As mentioned in Dict chapter, methods like keys(), values() and items() return a set-like object. You can apply set operators on them.

>>> marks_1 = dict(Rahul=86, Ravi=92, Rohit=75)
>>> marks_2 = dict(Jo=89, Rohit=78, Joe=75, Ravi=100)

>>> marks_1.keys() & marks_2.keys()
{'Ravi', 'Rohit'}
>>> marks_1.keys() - marks_2.keys()
{'Rahul'}

Methods like add(), update(), symmetric_difference_update(), intersection_update() and difference_update() will do the modifications in-place.

>>> color_1 = {'teal', 'light blue', 'green', 'yellow'}
>>> color_2 = {'light blue', 'black', 'dark green', 'yellow'}

# union
>>> color_1.update(color_2)
>>> color_1
{'light blue', 'green', 'dark green', 'black', 'teal', 'yellow'}

# adding a single value
>>> color_2.add('orange')
>>> color_2
{'black', 'yellow', 'dark green', 'light blue', 'orange'}

The pop() method will return a random element being removed. Use the remove() method if you want to delete an element based on its value. The discard() method is similar to remove(), but it will not generate an error if the element doesn't exist.
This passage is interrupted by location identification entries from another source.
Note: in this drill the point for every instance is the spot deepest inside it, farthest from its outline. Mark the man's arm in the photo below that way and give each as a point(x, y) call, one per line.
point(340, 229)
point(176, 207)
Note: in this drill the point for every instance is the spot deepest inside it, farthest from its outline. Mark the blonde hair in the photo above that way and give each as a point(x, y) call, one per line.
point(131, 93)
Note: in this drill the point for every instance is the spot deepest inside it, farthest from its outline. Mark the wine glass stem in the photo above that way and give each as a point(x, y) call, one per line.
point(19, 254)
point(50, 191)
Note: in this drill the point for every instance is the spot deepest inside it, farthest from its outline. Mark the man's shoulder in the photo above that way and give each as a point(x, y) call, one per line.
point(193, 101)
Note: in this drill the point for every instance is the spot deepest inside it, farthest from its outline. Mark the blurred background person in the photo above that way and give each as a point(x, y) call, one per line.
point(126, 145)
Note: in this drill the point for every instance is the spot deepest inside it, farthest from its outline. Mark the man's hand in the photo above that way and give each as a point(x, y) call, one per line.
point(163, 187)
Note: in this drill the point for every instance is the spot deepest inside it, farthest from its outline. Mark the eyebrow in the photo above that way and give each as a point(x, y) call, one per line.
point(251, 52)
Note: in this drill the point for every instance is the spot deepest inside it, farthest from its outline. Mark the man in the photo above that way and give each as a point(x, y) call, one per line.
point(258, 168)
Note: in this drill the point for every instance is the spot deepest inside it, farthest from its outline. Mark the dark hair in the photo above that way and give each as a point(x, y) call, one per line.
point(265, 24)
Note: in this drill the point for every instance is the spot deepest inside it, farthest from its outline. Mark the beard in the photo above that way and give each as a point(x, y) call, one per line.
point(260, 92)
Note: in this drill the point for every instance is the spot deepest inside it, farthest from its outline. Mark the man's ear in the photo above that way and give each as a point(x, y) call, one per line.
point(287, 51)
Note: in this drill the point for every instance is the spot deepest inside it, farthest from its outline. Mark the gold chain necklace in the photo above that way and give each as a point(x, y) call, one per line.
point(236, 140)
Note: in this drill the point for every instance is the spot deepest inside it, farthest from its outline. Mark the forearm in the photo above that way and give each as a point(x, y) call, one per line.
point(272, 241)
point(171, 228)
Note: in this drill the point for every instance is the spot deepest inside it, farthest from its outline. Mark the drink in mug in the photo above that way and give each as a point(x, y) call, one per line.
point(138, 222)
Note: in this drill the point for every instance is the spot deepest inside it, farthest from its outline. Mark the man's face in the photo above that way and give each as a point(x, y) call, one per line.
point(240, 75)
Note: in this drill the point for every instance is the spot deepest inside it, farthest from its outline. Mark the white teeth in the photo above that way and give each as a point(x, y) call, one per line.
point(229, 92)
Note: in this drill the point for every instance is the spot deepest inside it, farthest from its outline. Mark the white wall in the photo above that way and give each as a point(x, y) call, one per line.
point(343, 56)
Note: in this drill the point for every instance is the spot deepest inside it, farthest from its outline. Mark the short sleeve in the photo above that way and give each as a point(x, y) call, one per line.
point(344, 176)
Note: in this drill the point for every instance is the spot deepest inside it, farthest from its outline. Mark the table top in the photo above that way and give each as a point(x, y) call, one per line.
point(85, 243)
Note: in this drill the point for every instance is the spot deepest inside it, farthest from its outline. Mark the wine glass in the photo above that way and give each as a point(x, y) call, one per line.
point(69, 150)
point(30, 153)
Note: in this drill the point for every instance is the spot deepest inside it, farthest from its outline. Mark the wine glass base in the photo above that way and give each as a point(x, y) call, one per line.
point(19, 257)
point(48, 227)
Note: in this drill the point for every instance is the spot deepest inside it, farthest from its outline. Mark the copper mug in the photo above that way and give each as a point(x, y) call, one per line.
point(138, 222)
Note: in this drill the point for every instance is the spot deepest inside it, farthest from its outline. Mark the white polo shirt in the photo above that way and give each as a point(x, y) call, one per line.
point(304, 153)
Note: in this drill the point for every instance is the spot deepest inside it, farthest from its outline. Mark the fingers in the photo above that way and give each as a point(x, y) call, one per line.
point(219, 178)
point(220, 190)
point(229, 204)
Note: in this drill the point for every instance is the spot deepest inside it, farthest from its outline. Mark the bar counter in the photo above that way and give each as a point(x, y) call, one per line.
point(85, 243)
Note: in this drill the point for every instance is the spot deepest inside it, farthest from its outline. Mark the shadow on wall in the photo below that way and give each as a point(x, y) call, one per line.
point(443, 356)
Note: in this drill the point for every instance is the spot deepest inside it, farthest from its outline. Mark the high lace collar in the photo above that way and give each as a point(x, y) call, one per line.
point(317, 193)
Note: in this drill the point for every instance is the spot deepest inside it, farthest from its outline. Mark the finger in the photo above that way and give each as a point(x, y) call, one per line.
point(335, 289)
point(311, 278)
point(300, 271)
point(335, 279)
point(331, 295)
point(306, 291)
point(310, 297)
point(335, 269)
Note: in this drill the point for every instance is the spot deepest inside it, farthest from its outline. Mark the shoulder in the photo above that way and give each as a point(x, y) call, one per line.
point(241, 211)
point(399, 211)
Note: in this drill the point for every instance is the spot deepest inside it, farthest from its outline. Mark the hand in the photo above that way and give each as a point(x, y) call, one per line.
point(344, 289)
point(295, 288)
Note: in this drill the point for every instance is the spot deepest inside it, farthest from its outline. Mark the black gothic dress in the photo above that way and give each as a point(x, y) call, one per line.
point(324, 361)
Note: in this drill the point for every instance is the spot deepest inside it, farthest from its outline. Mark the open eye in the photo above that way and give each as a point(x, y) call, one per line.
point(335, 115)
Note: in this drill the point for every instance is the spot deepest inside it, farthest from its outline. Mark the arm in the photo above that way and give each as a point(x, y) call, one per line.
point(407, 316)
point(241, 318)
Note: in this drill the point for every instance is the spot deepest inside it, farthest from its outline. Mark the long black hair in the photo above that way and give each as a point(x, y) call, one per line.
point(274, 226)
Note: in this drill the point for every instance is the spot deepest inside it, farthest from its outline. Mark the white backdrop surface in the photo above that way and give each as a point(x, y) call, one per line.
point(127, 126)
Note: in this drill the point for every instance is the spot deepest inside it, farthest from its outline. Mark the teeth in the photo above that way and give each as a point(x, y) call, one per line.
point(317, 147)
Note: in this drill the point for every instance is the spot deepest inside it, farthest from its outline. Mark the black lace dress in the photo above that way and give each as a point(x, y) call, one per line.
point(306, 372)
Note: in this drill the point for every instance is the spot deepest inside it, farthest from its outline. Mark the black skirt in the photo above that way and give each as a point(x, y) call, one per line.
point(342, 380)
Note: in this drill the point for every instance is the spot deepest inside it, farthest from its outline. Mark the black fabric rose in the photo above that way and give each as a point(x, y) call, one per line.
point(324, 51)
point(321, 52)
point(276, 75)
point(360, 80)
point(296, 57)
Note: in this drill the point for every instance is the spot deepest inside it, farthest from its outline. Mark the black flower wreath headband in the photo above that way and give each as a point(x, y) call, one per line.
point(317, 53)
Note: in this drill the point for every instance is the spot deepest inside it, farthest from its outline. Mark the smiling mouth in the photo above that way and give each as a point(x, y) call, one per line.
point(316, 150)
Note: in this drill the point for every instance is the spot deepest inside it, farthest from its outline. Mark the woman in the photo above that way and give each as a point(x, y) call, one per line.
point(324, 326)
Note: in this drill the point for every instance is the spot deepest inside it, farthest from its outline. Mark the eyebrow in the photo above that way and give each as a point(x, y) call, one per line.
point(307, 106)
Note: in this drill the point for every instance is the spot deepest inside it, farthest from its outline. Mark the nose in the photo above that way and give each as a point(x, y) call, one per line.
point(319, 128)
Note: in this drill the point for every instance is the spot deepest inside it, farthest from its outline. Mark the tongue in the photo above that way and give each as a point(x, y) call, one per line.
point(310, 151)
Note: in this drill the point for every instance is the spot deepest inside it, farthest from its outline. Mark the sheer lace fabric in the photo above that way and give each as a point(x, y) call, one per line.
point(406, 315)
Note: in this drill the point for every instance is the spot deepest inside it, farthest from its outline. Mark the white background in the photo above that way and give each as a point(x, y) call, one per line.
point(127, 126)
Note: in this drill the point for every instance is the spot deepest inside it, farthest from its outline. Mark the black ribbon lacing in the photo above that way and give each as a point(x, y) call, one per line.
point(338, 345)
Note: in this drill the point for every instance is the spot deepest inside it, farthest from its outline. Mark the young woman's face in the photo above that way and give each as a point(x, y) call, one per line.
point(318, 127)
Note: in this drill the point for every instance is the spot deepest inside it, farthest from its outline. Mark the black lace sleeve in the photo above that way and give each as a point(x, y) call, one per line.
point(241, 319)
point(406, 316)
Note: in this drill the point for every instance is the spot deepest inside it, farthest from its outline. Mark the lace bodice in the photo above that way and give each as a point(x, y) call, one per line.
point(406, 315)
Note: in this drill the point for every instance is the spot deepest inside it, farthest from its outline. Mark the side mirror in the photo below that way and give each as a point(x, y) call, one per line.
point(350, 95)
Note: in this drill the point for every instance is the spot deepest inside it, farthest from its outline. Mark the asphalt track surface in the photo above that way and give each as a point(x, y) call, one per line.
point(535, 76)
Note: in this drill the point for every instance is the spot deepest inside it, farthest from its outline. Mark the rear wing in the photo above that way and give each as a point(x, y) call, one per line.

The clear() method will delete all the elements.

>>> colors = {'red', 'blue', 'green'}

>>> colors.pop()
'blue'
>>> colors
{'green', 'red'}

>>> colors.clear()
>>> colors
set()

Here's some examples for comparison operations.

>>> names_1 = {'Ravi', 'Rohit'}
>>> names_2 = {'Ravi', 'Ram', 'Rohit', 'Raj'}

>>> names_1 == names_2
False

# same as: names_1 <= names_2
>>> names_1.issubset(names_2)
True

# same as: names_2 >= names_1
>>> names_2.issuperset(names_1)
True

# disjoint means there's no common elements: not names_1 & names_2
>>> names_1.isdisjoint(names_2)
False
>>> names_1.isdisjoint({'Jo', 'Joe'})
True

Exercises

  • Write a function that checks whether an iterable has duplicate values or not.

    >>> has_duplicates('pip')
    True
    >>> has_duplicates((3, 2))
    False
    
  • What does the above function return for has_duplicates([3, 2, 3.0])?